Where Does This Lead?

Good afternoon from Westminster, MD!

Last time we ended with the question, “Where does this lead?” Where do the realities created by extreme poverty and the insecurity of basic resources lead for people like Gladys in places like Nicaragua?

Well, I am not sure it always leads to the same place and, in fact, I am quite sure the answer is “it depends”. However, I do know one path, possibly the most common of the many, is a certain level of hopelessness. While the practical, tangible “things” of life do not provide meaning and hope, the inability to access the most basic forms of them can create a bleak outlook on life. Instead of dreaming of a better future, “this is how it will always be” becomes the pervasive attitude. This worldview gets passed on from generation to generation until it creates what is almost an informal caste system based on a lack of hope. Hopelessness abounds, and so do its byproducts.

This is not just a Nicaragua problem. Many communities in the United States, especially in inner city neighborhoods, struggle with this generational issue. The truth is you can find this sad reality in all corners of our world.

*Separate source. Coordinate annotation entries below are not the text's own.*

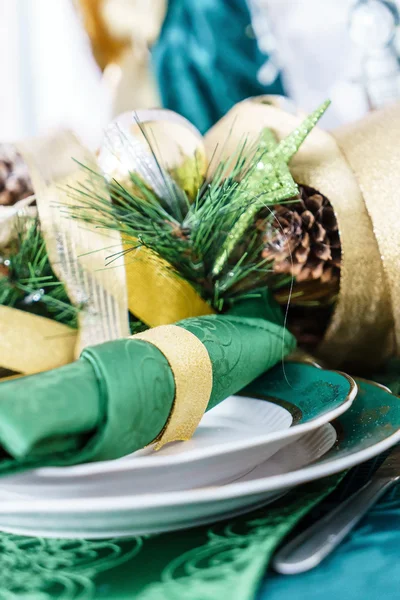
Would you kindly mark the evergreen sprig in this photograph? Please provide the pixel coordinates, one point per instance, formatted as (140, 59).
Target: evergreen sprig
(212, 243)
(27, 280)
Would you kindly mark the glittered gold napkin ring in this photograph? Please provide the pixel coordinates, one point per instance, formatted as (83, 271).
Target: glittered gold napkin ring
(192, 370)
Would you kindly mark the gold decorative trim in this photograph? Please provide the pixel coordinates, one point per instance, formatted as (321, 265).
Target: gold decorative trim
(192, 370)
(31, 344)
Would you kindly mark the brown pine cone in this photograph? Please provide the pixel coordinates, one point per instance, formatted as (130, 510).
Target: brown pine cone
(15, 182)
(303, 238)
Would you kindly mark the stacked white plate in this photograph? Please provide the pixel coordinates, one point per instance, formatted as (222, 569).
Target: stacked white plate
(245, 453)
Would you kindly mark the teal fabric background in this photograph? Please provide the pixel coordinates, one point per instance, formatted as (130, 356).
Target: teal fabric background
(366, 565)
(206, 59)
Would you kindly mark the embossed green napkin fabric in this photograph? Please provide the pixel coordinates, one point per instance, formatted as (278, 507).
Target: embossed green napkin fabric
(117, 397)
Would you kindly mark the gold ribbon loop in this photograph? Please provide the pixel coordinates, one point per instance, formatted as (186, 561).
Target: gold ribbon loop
(357, 169)
(192, 370)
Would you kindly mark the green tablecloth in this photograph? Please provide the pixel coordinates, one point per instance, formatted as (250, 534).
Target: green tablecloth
(366, 566)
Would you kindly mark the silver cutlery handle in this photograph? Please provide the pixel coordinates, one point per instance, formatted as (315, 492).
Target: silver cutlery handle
(308, 549)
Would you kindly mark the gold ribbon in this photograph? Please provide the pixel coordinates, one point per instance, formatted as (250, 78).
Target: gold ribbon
(356, 168)
(78, 251)
(31, 344)
(78, 254)
(121, 33)
(185, 355)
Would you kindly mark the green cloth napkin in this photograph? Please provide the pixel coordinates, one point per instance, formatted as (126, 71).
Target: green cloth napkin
(117, 397)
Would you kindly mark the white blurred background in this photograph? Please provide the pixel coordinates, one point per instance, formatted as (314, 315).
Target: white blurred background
(49, 77)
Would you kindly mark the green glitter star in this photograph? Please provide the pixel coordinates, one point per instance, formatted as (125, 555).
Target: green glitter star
(269, 180)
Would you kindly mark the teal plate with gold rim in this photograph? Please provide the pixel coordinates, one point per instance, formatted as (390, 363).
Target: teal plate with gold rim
(125, 514)
(231, 440)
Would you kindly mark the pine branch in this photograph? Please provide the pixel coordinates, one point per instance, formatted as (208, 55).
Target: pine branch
(27, 280)
(210, 242)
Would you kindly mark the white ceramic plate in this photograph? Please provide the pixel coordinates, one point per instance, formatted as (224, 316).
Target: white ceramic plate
(214, 455)
(369, 427)
(122, 516)
(231, 440)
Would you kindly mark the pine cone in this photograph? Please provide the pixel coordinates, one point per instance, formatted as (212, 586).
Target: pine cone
(15, 182)
(303, 238)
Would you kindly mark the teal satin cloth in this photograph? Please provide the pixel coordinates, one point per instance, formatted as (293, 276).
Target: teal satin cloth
(206, 59)
(366, 565)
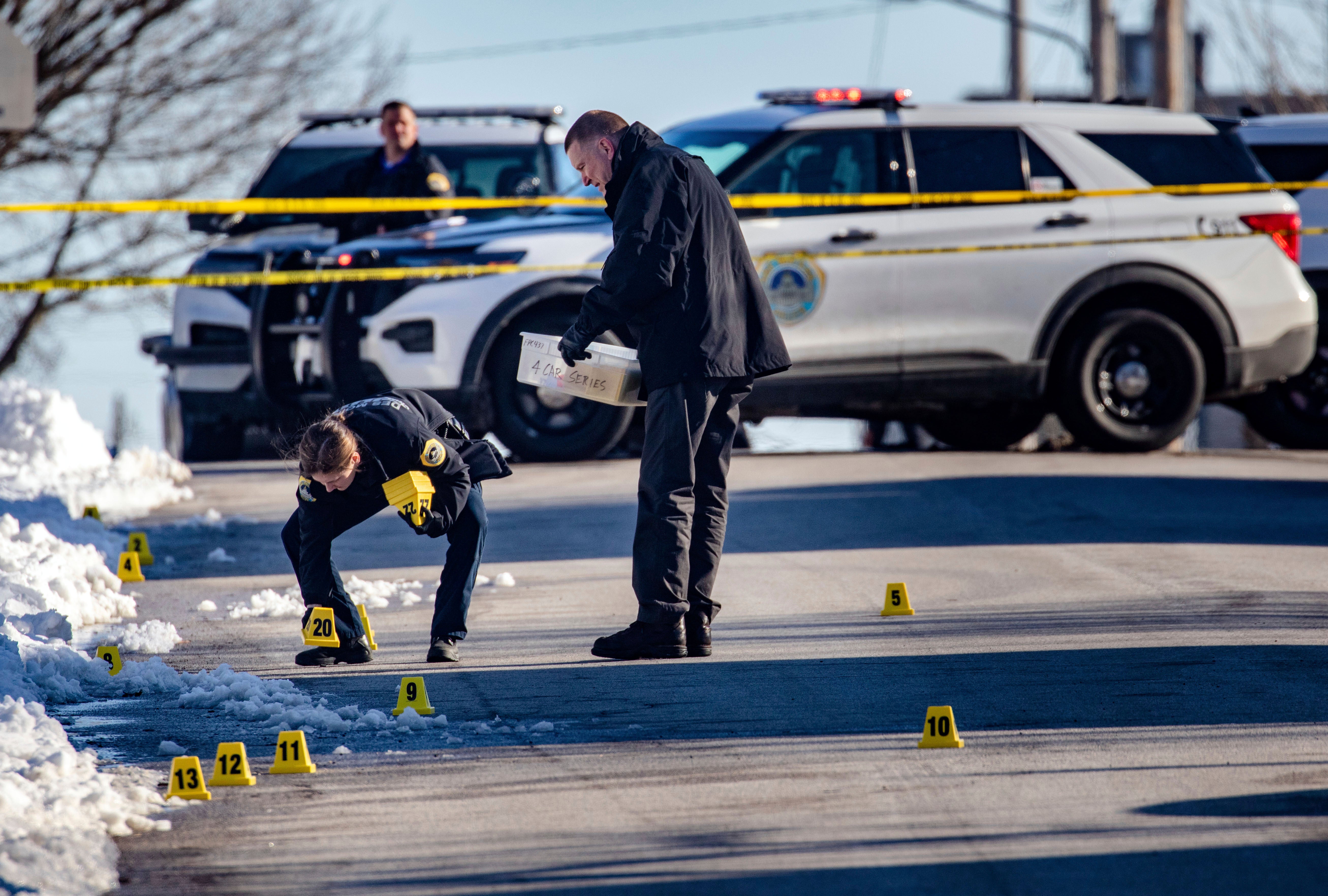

It would be easy for the “most fortunate” of us to dismiss these places as having been dealt a bad hand and not “our” problem. Many sadly do. However, even if one does not care about the impoverished among us, the impact of hopelessness unavoidably becomes a societal issue. Hopelessness creates a sense of “haves and have nots” that leads to separation, avoidance, and ignorance on all sides.

I tend to believe that most people do not fall in the “I don’t care” category but rather in the “I don’t know what to do” category. It is not so much that they do not want to be a part of finding a solution, it is that the problem seems so big that they avoid it in an effort to not feel hopeless themselves. Whether intentional or not, hopelessness created by “tangible poverty”, a lack of basic practical needs, cannot be ignored without consequences.

In the end, I think we all, or at least most of us, innately feel that there is something wrong with this situation. This is because the world was not created to work this way.